Ulrich Seidls Skandal-Film „Paradies: Liebe“ ante portas
Das Interview mit der zweiten Hauptdarstellerin INGE MAUX
„Seidl wird nie etwas erzwingen“
Ulrich Seidls Film „Paradies: Liebe“, bei den Festspielen in Cannes heftig diskutiert, wird am 30. November 2012 in den österreichischen Kinos anlaufen. Die Geschichte des weiblichen Sextourismus nach Kenia geht unter die Haut, weil Seidl bekanntlich weiter geht als jeder andere Filmemacher. Volkstheater-Schauspielerin Inge Maux spielt in dem Film die zweite Hauptrolle.
Renate Wagner hat mit ihr gesprochen.
Frau Maux, wie sind Sie zur Rolle der „Inge“ in Seidls Film „Paradies: Liebe“ gekommen – und wussten Sie, worauf Sie sich dabei einlassen?
Ich bin über die Agentur zum Casting gegangen wie viele andere auch. Seidl ist ja da sehr eigen, man soll ihm nichts Gelerntes vorspielen, sondern einfach vor seiner Handkamera improvisieren. Ich wusste, dass es um das Thema Sextourismus ging und habe eine Freundin, die das am eigenen Leib erlebt hat – sie hat sich mit einem Kenianer eingelassen, und das ist eine echte Betrugsgeschichte geworden, die sie ein Vermögen gekostet hat. Das habe ich erzählt, als ob es mir passiert wäre, und Seidl war fasziniert von diesen Erfahrungen aus erster Hand.
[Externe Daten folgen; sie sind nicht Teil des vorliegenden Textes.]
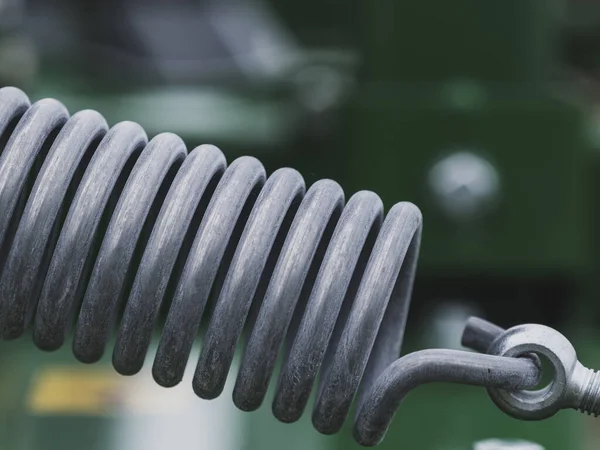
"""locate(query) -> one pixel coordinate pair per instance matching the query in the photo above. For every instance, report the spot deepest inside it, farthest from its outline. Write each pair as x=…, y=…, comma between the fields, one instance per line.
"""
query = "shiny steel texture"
x=101, y=230
x=573, y=386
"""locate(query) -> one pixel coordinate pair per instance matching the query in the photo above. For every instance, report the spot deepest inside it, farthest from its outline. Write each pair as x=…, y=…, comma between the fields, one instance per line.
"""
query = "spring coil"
x=99, y=225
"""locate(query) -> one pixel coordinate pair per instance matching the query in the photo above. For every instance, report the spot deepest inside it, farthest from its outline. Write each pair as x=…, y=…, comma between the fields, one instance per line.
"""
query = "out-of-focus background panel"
x=485, y=114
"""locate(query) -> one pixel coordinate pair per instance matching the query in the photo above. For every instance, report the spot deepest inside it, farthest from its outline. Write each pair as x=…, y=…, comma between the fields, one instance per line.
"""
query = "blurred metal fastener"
x=573, y=386
x=464, y=185
x=501, y=444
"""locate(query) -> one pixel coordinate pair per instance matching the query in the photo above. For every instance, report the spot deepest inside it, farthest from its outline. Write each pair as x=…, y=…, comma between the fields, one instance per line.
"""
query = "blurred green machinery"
x=469, y=109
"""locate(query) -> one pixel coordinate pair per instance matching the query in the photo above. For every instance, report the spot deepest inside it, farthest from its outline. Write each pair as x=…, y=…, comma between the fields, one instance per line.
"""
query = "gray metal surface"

Frauen, die sich in die „Beach Boys“ da unten verlieben, laufen Gefahr, einfach blind zu werden.
Nun zeigt Hauptfigur Teresa die tragische Seite eines solchen Sex-Kenia-Urlaubs, Sie hingegen die sozusagen fröhliche, entspannte…
Ja, vor allem die realistische. Meine Figur ist sich mit sich selbst im klaren, was da vorgeht. Sie hat diese schwarzen Jungs gern, sie will Sex, sie will sich spüren, das bekommt sie. Aber sie weiß auch, dass sie damit eine „Sugar Mama“ ist, die den Preis in Geld zahlen muss, dann sind alle zufrieden. Teresa sucht romantische Liebe, und darauf sind diese Boys spezialisiert, sie spielen sie so gut vor, dass man darauf hereinfallen kann – und entsprechend verletzt wird.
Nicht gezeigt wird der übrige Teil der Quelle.